An effective way for a company to establish an effective reliability development regime is to divide the product into the “building blocks” from which it is constructed. Then the overall reliability testing regime may also be divided into the building blocks, meaning that the reliability tests can be carried out more appropriately on smaller assemblies or subassemblies exhaustively first. When that testing has been completed, testing the full system is much simpler. “Even with the sub-assemblies or the smaller assemblies, you need to do a pretty good job if they’re looking for a 20-year reliability product, which is what the aerospace, military, and telecoms sectors still require—i.e. 20-year reliability requirements.”

What Sinnadurai sees as a most serious reliability testing omission is that of the sample size—the number of components being tested. Stress-testing a given number of components for a particular duration will produce an estimate of the FIT (Failure unIT) rate. The FIT rate is defined as the number of component failures that would be expected in 109 device hours of operation. FIT is a system-level alternative to the MTTF (Mean Time To Failure). The FIT rate is calculated from the total number of failures and sample size (the number of parts tested) and the test duration in hours. The duration at the test stress condition is related to the operation environmental condition by a previously proven accelerated aging model and equation. Statistically, the sample size is critically related to the confidence level of the predicted failure rate.

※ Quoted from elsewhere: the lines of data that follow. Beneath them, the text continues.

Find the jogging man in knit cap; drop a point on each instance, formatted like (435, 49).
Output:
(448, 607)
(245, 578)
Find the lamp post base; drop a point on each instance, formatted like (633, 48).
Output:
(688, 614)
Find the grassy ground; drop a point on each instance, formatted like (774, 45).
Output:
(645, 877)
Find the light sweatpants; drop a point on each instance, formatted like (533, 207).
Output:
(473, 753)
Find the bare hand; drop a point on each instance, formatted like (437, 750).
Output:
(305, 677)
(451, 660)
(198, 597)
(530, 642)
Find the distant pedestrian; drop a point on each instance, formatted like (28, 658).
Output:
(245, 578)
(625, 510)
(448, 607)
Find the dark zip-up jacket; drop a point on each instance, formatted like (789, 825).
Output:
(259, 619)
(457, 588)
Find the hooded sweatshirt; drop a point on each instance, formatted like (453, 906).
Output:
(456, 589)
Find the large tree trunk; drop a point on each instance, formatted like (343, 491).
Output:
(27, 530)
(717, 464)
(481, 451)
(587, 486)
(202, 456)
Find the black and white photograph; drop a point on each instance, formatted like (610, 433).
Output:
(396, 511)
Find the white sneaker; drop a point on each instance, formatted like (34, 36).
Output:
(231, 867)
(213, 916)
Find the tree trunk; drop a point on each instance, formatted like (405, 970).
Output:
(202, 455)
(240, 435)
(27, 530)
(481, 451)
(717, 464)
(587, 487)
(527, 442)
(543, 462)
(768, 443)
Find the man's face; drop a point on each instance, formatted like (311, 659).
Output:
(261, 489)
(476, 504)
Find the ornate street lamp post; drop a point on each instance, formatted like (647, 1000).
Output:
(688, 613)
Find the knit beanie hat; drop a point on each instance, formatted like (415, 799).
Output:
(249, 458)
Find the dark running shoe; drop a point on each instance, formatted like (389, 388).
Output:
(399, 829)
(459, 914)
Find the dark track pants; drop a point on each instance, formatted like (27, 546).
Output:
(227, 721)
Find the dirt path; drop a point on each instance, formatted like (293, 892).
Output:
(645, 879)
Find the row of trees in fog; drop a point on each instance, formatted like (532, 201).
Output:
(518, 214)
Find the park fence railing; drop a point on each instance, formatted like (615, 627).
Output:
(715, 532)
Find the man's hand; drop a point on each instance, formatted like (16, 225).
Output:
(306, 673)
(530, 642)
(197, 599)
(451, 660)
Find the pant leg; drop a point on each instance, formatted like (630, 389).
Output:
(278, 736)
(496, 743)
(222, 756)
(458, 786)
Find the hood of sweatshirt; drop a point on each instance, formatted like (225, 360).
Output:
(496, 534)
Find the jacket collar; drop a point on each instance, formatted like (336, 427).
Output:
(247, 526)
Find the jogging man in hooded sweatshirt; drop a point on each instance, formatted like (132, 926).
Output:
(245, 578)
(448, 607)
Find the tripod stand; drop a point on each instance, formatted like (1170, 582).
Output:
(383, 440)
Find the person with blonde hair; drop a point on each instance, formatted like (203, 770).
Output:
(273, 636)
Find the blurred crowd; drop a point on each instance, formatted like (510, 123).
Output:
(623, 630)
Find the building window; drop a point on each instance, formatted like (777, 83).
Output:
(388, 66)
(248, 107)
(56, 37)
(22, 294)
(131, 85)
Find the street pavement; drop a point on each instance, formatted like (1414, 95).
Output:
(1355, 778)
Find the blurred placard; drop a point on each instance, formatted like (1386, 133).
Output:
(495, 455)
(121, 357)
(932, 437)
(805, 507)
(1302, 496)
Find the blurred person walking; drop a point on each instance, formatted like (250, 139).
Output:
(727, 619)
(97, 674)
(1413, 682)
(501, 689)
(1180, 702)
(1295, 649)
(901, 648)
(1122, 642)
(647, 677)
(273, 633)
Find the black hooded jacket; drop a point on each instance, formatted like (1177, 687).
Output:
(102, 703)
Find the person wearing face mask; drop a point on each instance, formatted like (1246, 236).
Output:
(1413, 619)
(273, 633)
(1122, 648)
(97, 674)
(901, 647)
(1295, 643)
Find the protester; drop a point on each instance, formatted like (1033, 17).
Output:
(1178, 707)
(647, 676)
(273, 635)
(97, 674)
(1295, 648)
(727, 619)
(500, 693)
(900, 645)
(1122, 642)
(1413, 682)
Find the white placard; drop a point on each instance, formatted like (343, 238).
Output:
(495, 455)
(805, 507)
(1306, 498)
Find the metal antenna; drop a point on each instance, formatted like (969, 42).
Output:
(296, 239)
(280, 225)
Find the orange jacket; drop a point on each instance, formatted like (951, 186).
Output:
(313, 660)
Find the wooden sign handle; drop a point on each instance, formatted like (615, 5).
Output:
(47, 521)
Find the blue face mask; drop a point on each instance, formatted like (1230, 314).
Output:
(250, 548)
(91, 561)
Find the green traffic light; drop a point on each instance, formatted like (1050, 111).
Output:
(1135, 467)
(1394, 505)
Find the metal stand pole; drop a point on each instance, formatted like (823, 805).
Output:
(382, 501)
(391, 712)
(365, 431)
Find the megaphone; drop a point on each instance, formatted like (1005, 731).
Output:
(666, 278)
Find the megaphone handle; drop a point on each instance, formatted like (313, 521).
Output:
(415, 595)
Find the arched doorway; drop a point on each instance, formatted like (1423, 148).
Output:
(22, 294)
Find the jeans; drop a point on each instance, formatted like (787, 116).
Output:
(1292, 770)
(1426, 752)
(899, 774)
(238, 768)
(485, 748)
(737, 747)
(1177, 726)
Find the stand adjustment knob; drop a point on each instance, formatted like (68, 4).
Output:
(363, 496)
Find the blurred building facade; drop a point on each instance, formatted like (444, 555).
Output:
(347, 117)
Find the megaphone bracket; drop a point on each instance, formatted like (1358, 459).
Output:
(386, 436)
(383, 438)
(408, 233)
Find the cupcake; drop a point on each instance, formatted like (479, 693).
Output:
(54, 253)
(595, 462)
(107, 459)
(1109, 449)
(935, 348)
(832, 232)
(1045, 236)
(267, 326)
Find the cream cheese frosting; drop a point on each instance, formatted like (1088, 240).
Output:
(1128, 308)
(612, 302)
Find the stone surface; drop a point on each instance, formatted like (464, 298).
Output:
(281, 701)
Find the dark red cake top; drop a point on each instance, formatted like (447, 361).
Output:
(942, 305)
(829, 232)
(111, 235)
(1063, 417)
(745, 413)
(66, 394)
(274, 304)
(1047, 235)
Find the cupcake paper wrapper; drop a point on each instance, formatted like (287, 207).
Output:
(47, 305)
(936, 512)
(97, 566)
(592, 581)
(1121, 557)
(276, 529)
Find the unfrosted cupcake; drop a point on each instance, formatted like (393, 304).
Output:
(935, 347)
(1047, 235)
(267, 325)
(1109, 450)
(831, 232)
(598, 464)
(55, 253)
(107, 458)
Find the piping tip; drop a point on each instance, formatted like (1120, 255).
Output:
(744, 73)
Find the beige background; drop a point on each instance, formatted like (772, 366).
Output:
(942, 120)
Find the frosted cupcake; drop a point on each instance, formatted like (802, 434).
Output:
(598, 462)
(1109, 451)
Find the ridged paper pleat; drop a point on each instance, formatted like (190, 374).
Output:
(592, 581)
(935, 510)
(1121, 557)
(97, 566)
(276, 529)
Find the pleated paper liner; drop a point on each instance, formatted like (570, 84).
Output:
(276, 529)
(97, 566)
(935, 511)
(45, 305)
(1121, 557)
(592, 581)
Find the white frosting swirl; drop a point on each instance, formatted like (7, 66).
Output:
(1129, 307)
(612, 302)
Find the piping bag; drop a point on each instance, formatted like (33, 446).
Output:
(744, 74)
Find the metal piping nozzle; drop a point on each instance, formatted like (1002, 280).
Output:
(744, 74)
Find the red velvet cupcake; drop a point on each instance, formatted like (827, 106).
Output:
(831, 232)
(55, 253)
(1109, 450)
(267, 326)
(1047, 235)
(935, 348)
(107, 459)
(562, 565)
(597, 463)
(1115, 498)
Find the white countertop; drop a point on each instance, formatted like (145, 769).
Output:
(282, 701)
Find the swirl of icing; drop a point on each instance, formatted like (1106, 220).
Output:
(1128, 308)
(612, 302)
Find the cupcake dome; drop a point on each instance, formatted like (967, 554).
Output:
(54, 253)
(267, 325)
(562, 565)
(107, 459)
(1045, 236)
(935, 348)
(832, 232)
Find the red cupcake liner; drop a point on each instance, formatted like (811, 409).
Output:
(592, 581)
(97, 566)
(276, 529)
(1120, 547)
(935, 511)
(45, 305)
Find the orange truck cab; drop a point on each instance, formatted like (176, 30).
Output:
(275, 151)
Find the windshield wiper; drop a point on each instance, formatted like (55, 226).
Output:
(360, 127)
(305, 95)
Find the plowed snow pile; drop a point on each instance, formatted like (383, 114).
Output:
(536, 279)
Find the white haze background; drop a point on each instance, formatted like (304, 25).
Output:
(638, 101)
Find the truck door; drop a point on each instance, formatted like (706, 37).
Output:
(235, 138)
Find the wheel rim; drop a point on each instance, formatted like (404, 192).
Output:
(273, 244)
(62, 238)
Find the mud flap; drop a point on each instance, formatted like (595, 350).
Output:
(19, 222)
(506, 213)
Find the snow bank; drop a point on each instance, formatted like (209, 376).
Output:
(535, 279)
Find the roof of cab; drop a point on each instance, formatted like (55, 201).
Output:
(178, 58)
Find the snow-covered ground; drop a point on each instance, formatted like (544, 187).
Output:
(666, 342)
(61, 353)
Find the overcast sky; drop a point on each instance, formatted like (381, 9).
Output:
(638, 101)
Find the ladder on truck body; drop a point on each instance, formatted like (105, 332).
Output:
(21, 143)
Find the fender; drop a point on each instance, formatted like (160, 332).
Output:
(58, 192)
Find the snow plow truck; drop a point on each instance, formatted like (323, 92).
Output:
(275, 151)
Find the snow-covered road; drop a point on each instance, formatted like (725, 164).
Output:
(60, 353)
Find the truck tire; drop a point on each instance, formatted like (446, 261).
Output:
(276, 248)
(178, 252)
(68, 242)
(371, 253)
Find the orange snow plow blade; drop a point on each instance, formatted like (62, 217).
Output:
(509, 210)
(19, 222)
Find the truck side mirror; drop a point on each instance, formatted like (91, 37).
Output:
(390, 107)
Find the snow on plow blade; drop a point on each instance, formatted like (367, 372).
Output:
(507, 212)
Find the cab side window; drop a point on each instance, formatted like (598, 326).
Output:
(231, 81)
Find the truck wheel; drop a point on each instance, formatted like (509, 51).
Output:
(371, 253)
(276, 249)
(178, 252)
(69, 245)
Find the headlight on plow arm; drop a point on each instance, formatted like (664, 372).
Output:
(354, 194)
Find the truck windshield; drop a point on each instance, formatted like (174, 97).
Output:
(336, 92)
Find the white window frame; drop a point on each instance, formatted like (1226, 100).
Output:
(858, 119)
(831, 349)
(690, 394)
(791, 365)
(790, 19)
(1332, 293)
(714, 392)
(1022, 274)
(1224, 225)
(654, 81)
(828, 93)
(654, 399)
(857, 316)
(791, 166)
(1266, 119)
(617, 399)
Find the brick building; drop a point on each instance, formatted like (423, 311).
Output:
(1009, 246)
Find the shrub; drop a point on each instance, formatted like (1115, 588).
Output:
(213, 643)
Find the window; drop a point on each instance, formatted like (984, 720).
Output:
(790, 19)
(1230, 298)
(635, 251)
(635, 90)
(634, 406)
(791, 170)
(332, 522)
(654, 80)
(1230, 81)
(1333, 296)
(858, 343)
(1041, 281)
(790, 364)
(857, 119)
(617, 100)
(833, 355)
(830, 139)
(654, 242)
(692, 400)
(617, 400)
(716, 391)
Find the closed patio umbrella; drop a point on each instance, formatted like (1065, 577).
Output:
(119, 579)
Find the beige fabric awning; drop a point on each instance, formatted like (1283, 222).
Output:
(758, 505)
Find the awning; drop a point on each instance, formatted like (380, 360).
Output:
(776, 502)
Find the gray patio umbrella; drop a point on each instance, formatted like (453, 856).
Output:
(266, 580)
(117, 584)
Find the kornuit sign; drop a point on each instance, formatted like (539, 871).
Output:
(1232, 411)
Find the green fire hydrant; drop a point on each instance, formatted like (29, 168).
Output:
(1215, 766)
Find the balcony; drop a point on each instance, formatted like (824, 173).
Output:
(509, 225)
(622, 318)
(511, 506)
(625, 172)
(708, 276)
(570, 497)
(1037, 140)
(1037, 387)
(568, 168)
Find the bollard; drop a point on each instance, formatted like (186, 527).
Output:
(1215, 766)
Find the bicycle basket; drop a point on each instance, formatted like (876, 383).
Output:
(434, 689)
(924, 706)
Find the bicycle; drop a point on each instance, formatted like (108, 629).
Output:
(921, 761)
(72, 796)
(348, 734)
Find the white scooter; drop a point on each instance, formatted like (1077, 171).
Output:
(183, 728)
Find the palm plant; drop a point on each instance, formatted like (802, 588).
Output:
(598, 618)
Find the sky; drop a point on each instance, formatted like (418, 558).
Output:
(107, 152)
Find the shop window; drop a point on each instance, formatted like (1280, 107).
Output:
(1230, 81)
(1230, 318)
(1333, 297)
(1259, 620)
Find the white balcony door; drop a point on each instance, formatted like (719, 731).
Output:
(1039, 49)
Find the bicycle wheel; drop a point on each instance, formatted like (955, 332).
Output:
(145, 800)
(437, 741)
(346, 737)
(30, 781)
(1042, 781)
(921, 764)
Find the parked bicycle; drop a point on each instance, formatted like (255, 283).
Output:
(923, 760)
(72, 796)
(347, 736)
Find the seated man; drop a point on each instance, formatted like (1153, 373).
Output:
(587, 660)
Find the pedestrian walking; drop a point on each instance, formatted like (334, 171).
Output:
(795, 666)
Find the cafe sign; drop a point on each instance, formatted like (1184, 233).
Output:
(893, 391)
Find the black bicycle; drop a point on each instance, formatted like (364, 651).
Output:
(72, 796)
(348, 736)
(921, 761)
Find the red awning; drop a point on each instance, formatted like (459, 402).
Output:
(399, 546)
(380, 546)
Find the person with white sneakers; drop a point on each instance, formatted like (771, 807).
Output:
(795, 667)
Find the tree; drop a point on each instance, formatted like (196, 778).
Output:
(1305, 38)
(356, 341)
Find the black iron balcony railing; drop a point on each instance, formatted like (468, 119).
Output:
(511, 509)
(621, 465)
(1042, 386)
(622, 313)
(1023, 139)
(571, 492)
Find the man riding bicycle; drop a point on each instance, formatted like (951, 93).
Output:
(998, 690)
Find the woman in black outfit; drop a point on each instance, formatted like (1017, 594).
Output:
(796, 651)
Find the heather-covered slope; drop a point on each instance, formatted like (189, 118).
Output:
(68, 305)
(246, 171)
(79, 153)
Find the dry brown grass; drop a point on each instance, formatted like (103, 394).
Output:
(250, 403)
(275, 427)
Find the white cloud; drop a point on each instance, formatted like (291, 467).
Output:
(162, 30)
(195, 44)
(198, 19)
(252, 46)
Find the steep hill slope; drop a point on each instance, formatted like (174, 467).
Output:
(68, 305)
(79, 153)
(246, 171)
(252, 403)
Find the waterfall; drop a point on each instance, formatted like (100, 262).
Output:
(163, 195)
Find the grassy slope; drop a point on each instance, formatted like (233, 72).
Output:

Commercial and survival pressures have caused many corporations to “dumb down” from the number of devices being tested which was typically 235 resulting in a LTPD (Lot Tolerance Percentage Defective) better than 1 percent. Lot size is crucial to LTPD and the estimate of FIT rate. The latest Telcordia [formerly Bellcore] allows a sample size of as few as 11 components. A sample size of 11 results in a very coarse LTPD of 20%! The same duration test with a sample size of 235 results in a FIT estimate of 1000 compared with a FIT estimate of 17000 with a sample size of 11. “Telcordia has dumbed down,” Sinnadurai says, “and allows companies to do so. Less conscientious component companies leaped for joy when Telcordia produced this completely inadequate, valueless sample sizing.”

The difference is enormous: even if all 11 devices pass the tests, the predicted time to failure is just a few thousand hours and will not prove the required hundreds of thousands of hours. “Reliability assurance is a means of proving whether you’ve got a good product. When they go down to 11 components, they may well have a good product, but they cannot prove it. So they take shortcuts to get a product out the door without proving whether it’s any good.”

Bringing components and systems that use lead-free solder up to the levels of reliability that military and aerospace customers need will require diligence in reliability assurance and not a “dumbed-down” approach. Reliability assurance to achieve low FIT rates below 1000 is one of the keys to proving high reliability, no matter which solder type is being used.